The Promenade, 1496

Engraving inches 7,6 x 4,8 (mm 195 x 122)

Original engraving, monogrammed in plate; Meder 83 a-b/k;

Superb proof, intense and velvety, of this early masterpiece. The proof under review has the characteristics of the first and second variants, printed on paper without watermark, but typical of the period. Imprinted before the appearance of the scratches on the cheek of the young man and on the headdress of the female figure, typical of the third variant.
Complete with all the engraved part and in perfect condition.
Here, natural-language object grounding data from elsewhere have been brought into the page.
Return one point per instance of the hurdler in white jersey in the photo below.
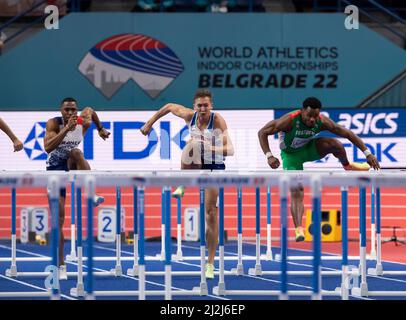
(59, 156)
(62, 138)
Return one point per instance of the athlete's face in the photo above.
(203, 106)
(68, 109)
(310, 116)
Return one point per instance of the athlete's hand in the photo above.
(373, 162)
(146, 128)
(273, 162)
(103, 133)
(18, 145)
(72, 122)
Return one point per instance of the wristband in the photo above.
(269, 154)
(367, 152)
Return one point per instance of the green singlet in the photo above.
(298, 145)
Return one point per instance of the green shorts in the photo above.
(295, 160)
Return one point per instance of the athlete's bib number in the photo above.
(299, 142)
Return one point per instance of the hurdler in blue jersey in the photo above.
(209, 144)
(62, 137)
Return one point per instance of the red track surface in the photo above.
(393, 208)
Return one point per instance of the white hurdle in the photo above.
(203, 179)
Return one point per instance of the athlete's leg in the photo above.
(326, 146)
(297, 207)
(77, 161)
(191, 159)
(212, 231)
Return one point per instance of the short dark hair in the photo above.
(312, 102)
(68, 99)
(202, 93)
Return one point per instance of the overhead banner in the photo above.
(138, 61)
(127, 149)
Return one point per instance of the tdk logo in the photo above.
(119, 153)
(370, 123)
(34, 143)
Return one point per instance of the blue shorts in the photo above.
(60, 167)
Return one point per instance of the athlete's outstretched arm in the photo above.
(272, 127)
(18, 145)
(176, 109)
(343, 132)
(227, 149)
(89, 116)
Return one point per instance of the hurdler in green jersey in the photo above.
(299, 143)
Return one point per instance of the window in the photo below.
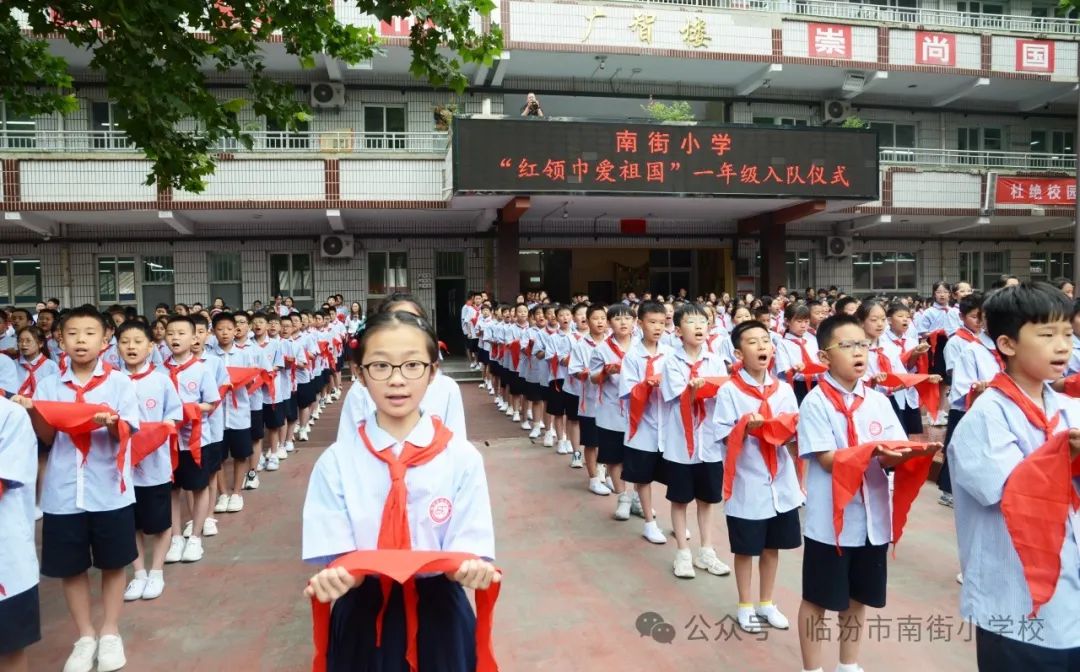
(387, 272)
(105, 120)
(291, 276)
(983, 269)
(1050, 266)
(16, 132)
(116, 280)
(799, 269)
(19, 282)
(876, 271)
(293, 136)
(383, 126)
The compositional perfection, thematic depth and iconographic originality of The Promenade show the superiority of Albrecht Dürer, who at only twenty-five years of age is able to tackle thick themes and give them body on the matrix with mastery and inimitable skill. This is among the works that led Erwin Panofsky, an art historian who is among the foremost experts on Dürer's work, to say: Dürer, in this field [engraving] anticipating the Italians, was one of the first artists to assert that the main requirement of a good master was "to produce new things that had never before been in the mind of any man." He held in contempt those who "imitated" his compositions in their work and mocked Venetian artists who, too lacking in imagination to invent "new stories," merely painted the same old subjects over and over again. (E. Panofsky, Italian ed. the Life and Works of Albrecht Dürer, p. 62).

Reflections of a young man at the end of the XV century!